È, invece, evidente che divergenti opinioni manifestate nel corso d'una sola riunione di lavoro (in modi che - si noti - nessuno ha allegato essere stati irriguardosi, aggressivi o sconvenienti) non possono mai essere sussunte (e ciò spiega il controllo giurisdizionale effettuato nella presente sede di legittimità) nel concetto di giustificatezza del licenziamento (neppure tenuto conto della sua ontologica diversità rispetto a quello di giusta causa o giustificato motivo) né ledere il vincolo fiduciario tra le parti, essendo una corretta dialettica connotato fondamentale e irrinunciabile di qualsiasi rapporto civile e lavorativo.

In altre parole, pur essendo i concetti di giusta causa e giustificato motivo diversi da quello di giustificatezza del licenziamento d'un dirigente, nondimeno quest'ultima nozione, ove riferita al contegno del lavoratore, suppone quanto meno una sua inadeguatezza ai compiti assegnatigli o una violazione degli obblighi di correttezza e buona fede che presiedono allo svolgimento del rapporto contrattuale.

Né Cuna né l'altra sono ravvisabili nell'unico episodio su cui la sentenza impugnata ha basato il proprio decisum.

4.2. - L'accoglimento del primo e del quarto motivo assorbe la disamina delle ulteriori censure mosse nel ricorso principale.
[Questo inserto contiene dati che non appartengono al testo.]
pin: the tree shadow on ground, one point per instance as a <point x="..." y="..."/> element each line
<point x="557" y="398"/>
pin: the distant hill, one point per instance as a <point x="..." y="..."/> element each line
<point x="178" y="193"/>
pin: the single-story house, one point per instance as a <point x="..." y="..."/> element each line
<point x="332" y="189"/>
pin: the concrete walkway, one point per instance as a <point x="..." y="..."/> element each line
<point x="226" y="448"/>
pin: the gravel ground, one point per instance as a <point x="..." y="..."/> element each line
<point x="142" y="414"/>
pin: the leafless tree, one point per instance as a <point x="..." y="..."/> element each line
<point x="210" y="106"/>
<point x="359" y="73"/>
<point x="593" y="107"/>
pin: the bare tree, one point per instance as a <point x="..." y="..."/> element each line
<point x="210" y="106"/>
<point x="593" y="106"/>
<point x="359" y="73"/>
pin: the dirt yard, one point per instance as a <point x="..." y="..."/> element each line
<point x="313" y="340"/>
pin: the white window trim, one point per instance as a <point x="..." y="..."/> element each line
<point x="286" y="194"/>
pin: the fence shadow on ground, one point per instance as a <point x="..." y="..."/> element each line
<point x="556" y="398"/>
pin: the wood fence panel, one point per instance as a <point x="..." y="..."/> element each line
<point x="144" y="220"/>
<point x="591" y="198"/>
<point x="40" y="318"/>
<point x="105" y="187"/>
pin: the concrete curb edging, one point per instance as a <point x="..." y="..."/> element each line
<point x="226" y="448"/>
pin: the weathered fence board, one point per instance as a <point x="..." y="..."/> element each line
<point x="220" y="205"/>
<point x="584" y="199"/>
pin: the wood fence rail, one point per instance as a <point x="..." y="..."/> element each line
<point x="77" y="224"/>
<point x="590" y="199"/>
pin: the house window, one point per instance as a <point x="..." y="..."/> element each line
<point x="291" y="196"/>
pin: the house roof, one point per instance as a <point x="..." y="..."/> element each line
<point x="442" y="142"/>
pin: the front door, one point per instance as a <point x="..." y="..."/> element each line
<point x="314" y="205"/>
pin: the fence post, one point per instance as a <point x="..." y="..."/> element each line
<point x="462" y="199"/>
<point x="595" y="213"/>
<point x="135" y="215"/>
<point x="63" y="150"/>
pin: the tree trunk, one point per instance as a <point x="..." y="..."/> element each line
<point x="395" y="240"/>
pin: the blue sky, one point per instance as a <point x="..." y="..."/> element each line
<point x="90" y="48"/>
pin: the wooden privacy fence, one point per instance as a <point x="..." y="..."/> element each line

5.1. In conclusione, la Corte accoglie il primo e il quarto motivo del ricorso principale, dichiara assorbiti i restanti motivi, rigetta il ricorso incidentale, cassa la sentenza impugnata in relazione ai motivi accolti e rinvia, anche per le spese,  alla Corte d'appello di Roma in diversa composizione, che dovrà limitarsi a quantificare l'indennità supplementare spettante ad A. S..

 

P.Q.M.

 

Accoglie il primo e il quarto motivo del ricorso principale, dichiara assorbiti i restanti motivi, rigetta il ricorso incidentale, cassa la sentenza impugnata in relazione ai motivi accolti e rinvia, anche per le spese, alla Corte d'appello di Roma in diversa composizione.